In Woche 52 waren 39,0% der weiterbehandelten Patienten aus Kohorte 1 und 2, die alle acht Wochen mit Vedolizumab weiterbehandelt wurden, in einer klinischen Remission, mit einem vierwöchigen Dosierungsintervall waren es 36,4% verglichen mit 21,6% unter Plazebo (p<0,001 und p=0,004 für die zwei Vedolizumab-Gruppen vs. Plazebo).
Bei 4,0% der Studienteilnehmer entwickelten sich Antikörper gegen Vedolizumab.

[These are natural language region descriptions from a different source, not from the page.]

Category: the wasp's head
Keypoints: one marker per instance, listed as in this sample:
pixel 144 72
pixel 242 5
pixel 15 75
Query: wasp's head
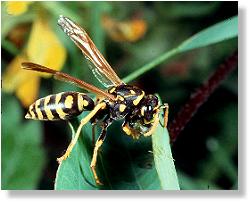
pixel 149 108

Schwere UAW traten mit Vedolizumab häufiger auf als mit Plazebo (24,4% versus 15,3%), darunter waren zum Beispiel schwere Infektionen (5,5% vs. 3,0%), aber keine PML.
Fazit
Die Ergebnisse der GEMINI-1- und 2-Studien belegen, dass der darmspezifische, humanisierte, monoklonale Antikörper Vedolizumab eine Behandlungsoption für chronisch entzündliche Darmerkrankungen darstellt. Allerdings fiel die Wirkung bei Patienten mit Colitis ulcerosa deutlicher aus als für solche mit Morbus Crohn. Auch schwere UAW kamen bei Morbus Crohn häufiger vor, allerdings trat in beiden Studien keine PML auf.
Alle Studienteilnehmer litten nur an einer mittleren Krankheitsaktivität. Es bleibt zu untersuchen, wie der Therapievorteil bei schweren Fällen aussieht, für die insbesondere nach neuen Behandlungsstrategien gesucht wird.
Quellen
1. Feagan BG, et al. Vedolizumab as induction and maintenance therapy for ulcerative colitis. N Engl J Med 2013;369:699–710.
2. Sandborn WJ, et al. Vedolizumab as induction and maintenance therapy for Crohn’s disease. N Engl J Med 2013;369:711–21.
3. Cominelli F. Inhibition of leukocyte trafficking in inflammatory bowel disease. N Engl J Med 2013;369:775–6.